Soldier and historian
Lemuel Roberts was a soldier and historian of the American Revolutionary War.
Youth
Lemuel Roberts was born 1751 in Canaan, Connecticut, to Lemuel Roberts and Lydia (Purchase) Roberts.[1] He moved with his family to Stillwater at the age of 10. He left home in 1768 to manufacture staves with a brother on Grand Isle in Lake Champlain. The following year he helped his father clear a farm in Charlemont, Massachusetts.[2]
Revolutionary War
In 1775 Roberts marched to Cambridge, Massachusetts with Captain Avery in response to the Battles of Lexington and Concord. At Cambridge he enlisted for 8 months with Captain Maxfield. On 1 June 1775 he marched to Chelsea with the 18th Massachusetts Bay Provincial Regiment commanded by Colonel Ephraim Doolittle, and participated in the Siege of Boston until discharged.[2]
On 19 January 1776 Roberts enlisted for one year in Captain Thomas Alexander's company of Colonel Elisha Porter's Regiment of the Massachusetts Line. He marched to Quebec in April, 1776, where he contracted smallpox during the retreat to Fort Crown Point in May. He marched south with his regiment through Albany, New York, to Morristown, New Jersey, in December, 1776. Roberts skirmished with British loyalist units in New Jersey en route home to Massachusetts following his discharge on 1 January 1777.[2]
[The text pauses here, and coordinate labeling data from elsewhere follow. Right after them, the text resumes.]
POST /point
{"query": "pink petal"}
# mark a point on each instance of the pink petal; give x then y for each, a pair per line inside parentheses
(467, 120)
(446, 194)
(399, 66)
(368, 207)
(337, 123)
Roberts enlisted for six weeks with Captain Samuel Taylor's company and marched to Fort Miller, New York, during the Siege of Fort Ticonderoga (1777). Roberts joined Captain Ebenezer Allen's company of Colonel Herrick's battalion of rangers following the Battle of Bennington. Roberts became an assistant to Colonel Herrick through the Battles of Saratoga; because Allen was unable to offer him compensation.[2]
Colonel Herrick commissioned Roberts a lieutenant for a scouting expedition on 12 January 1778 to determine the status of British loyalist positions on Lake Champlain. The 4-man scouting party was captured later that month near Saint Albans, Vermont; and imprisoned in the Quebec City. Roberts escaped captivity for a few days in March, 1778, and again for a few weeks that summer, and finally reached Fort Ticonderoga after a third escape in October.[2]
Later life
Lemuel Roberts married Sarah Collins in Rutland on 14 March 1781. In 1784, he was captain of the militia of Ira, Vermont. Roberts published memoirs in 1809 of his experiences from 1751 to 1778. Those memoirs have been reprinted by the New York Times and by Arno Press as one of the few first hand accounts of soldiers of the American Revolutionary War. He is believed to have died in Vermont about 1813.[1]